So, here's a simple concrete example:
CREATE TABLE FOO
(
FOO_ID BIGINT PRIMARY KEY,
DATA_SET_ID BIGINT FOREIGN KEY REFERENCES DATA_SET(DATA_SET_ID) NOT NULL
)
CREATE TABLE BAR
(
BAR_ID BIGINT PRIMARY KEY,
DATA_SET_ID BIGINT FOREIGN KEY REFERENCES DATA_SET(DATA_SET_ID) NOT NULL,
FOO_ID UNIQUEIDENTIFIER PRIMARY KEY
)
INSERT INTO FOO
SELECT 1, 1 UNION ALL
SELECT 2, 1 UNION ALL
SELECT 3, 1 UNION ALL
INSERT INTO BAR
SELECT 1, 1, 1
SELECT 2, 1, 2
SELECT 3, 1, 3
So, let's say I copy data set 1 into a new data set of ID 2. After I copy, the tables will look like this:
FOO
FOO_ID, DATA_SET_ID
1 1
2 1
3 1
4 2
5 2
6 2
BAR
BAR_ID, DATA_SET_ID, FOO_ID
1 1 1
2 1 2
3 1 3
4 2 4
5 2 5
6 2 6
As you can see, the new BAR rows are referencing the new FOO rows. It's not the rewiring of the DATA_SET_ID's that I'm asking about. I'm asking about rewiring the foreign keys in general.
So, that was surely too much information, but there you go.

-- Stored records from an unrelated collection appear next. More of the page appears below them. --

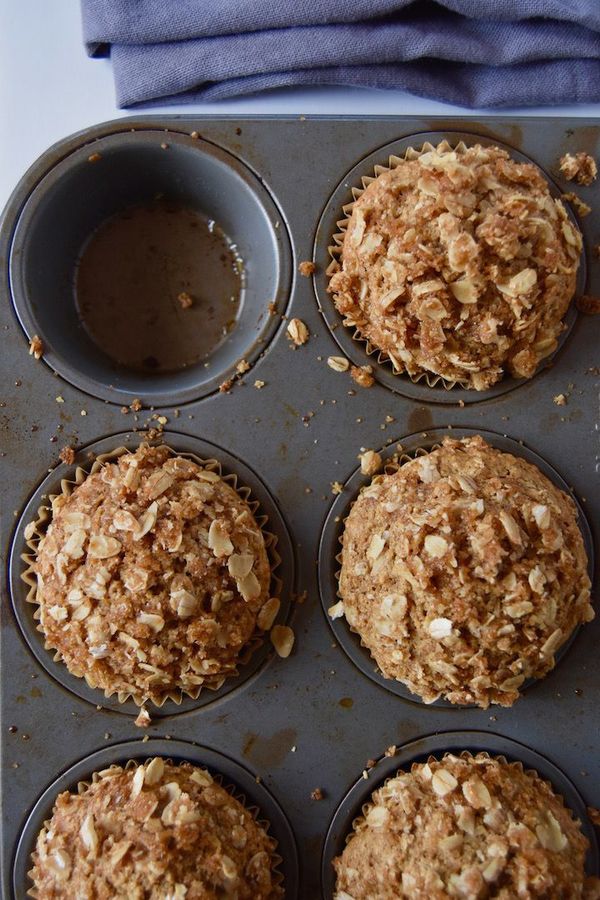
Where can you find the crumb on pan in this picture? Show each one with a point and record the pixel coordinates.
(458, 263)
(36, 347)
(463, 572)
(464, 827)
(579, 167)
(154, 830)
(307, 268)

I'm sure there are a lot of concerns about performance with the idea of bulk copying the data like this. The tables are not going to be huge. I'm not expecting more than 1000 records in any table, and most of the tables will be much much smaller than that. Old data sets can be deleted outright with no repercussions.
Thanks,
Tedderz
Here is an example with three tables that can probably get you started.
DB schema
CREATE TABLE users
(user_id int auto_increment PRIMARY KEY,
user_name varchar(32));
CREATE TABLE agenda
(agenda_id int auto_increment PRIMARY KEY,
`user_id` int, `agenda_name` varchar(7));
CREATE TABLE events
(event_id int auto_increment PRIMARY KEY,
`agenda_id` int,
`event_name` varchar(8));
An SP to clone a user with his agenda and events records
DELIMITER $$
CREATE PROCEDURE clone_user(IN uid INT)
BEGIN
DECLARE last_user_id INT DEFAULT 0;
INSERT INTO users (user_name)
SELECT user_name
FROM users
WHERE user_id = uid;
SET last_user_id = LAST_INSERT_ID();
INSERT INTO agenda (user_id, agenda_name)

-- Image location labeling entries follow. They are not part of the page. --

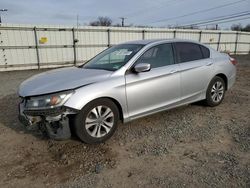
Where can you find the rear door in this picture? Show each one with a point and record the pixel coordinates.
(153, 90)
(195, 69)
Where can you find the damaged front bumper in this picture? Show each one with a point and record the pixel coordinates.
(52, 121)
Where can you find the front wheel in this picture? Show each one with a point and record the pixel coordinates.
(215, 91)
(97, 121)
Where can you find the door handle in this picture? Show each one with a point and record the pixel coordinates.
(209, 64)
(173, 71)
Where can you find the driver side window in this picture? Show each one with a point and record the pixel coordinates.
(158, 56)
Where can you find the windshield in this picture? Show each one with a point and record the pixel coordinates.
(113, 58)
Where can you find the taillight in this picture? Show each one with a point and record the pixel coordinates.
(233, 61)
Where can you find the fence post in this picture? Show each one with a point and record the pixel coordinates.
(108, 38)
(174, 33)
(143, 34)
(200, 36)
(74, 44)
(36, 46)
(218, 43)
(236, 43)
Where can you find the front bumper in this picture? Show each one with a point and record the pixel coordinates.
(53, 122)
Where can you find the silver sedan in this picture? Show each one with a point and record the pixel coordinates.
(124, 82)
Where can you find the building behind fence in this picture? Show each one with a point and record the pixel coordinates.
(33, 47)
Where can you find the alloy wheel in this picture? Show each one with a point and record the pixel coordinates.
(99, 121)
(217, 92)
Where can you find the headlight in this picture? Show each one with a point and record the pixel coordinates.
(48, 101)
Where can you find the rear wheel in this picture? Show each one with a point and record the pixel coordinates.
(215, 91)
(97, 121)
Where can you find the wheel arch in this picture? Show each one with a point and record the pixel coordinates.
(121, 117)
(225, 79)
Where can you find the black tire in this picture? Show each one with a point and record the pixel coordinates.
(80, 125)
(209, 95)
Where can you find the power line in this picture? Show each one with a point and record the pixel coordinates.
(236, 15)
(197, 12)
(160, 5)
(227, 21)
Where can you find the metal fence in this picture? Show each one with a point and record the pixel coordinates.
(34, 47)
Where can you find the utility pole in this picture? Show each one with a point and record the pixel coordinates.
(2, 10)
(216, 27)
(122, 18)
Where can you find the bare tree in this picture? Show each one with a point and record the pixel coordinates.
(101, 21)
(246, 28)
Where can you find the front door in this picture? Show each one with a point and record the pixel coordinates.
(156, 89)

SELECT last_user_id, agenda_name
FROM agenda
WHERE user_id = uid;
INSERT INTO events (agenda_id, event_name)
SELECT a3.agenda_id_new, e.event_name
FROM events e JOIN
(SELECT a1.agenda_id agenda_id_old,
a2.agenda_id agenda_id_new
FROM
(SELECT agenda_id, #n := #n + 1 n
FROM agenda, (SELECT #n := 0) n
WHERE user_id = uid
ORDER BY agenda_id) a1 JOIN
(SELECT agenda_id, #m := #m + 1 m
FROM agenda, (SELECT #m := 0) m
WHERE user_id = last_user_id
ORDER BY agenda_id) a2 ON a1.n = a2.m) a3
ON e.agenda_id = a3.agenda_id_old;
END$$
DELIMITER ;
To clone a user
CALL clone_user(3);
Here is SQLFiddle demo.
I recently found myself needing to solve a similar problem; that is, I needed to copy a set of rows in a table (Table A) as well as all of the rows in related tables which have foreign keys pointing to Table A's primary key. I was using Postgres so the exact queries may differ but the overall approach is the same. The biggest benefit of this approach is that it can be used recursively to go infinitely deep
TLDR: the approach looks like this
1) find all the related table/columns of Table A
2) copy the necessary data into temporary tables
3) create a trigger and function to propagate primary key column
updates to related foreign keys columns in the temporary tables
4) update the primary key column in the temporary tables to the next
value in the auto increment sequence
5) Re-insert the data back into the source tables, and drop the
temporary tables/triggers/function
1) The first step is to query the information schema to find all of the tables and columns which are referencing Table A. In Postgres this might look like the following:
SELECT tc.table_name, kcu.column_name
FROM information_schema.table_constraints tc
JOIN information_schema.key_column_usage kcu
ON tc.constraint_name = kcu.constraint_name
JOIN information_schema.constraint_column_usage ccu
ON ccu.constraint_name = tc.constraint_name
WHERE constraint_type = 'FOREIGN KEY'
AND ccu.table_name='<Table A>'
AND ccu.column_name='<Primary Key>'
2) Next we need to copy the data from Table A, and any other tables which reference Table A - lets say there is one called Table B. To start this process, lets create a temporary table for each of these tables and we will populate it with the data that we need to copy. This might look like the following:
CREATE TEMP TABLE temp_table_a AS (
SELECT * FROM <Table A> WHERE ...
)
CREATE TEMP TABLE temp_table_b AS (
SELECT * FROM <Table B> WHERE <Foreign Key> IN (
SELECT <Primary Key> FROM temp_table_a
)
)
3) We can now define a function that will cascade primary key column updates out to related foreign key columns, and trigger which will execute whenever the primary key column changes. For example:
CREATE OR REPLACE FUNCTION cascade_temp_table_a_pk()
RETURNS trigger AS
$$
BEGIN
UPDATE <Temp Table B> SET <Foreign Key> = NEW.<Primary Key>
WHERE <Foreign Key> = OLD.<Primary Key>;
RETURN NEW;
END;
$$ LANGUAGE plpgsql;
CREATE TRIGGER trigger_temp_table_a
AFTER UPDATE
ON <Temp Table A>
FOR EACH ROW
WHEN (OLD.<Primary Key> != NEW.<Primary Key>)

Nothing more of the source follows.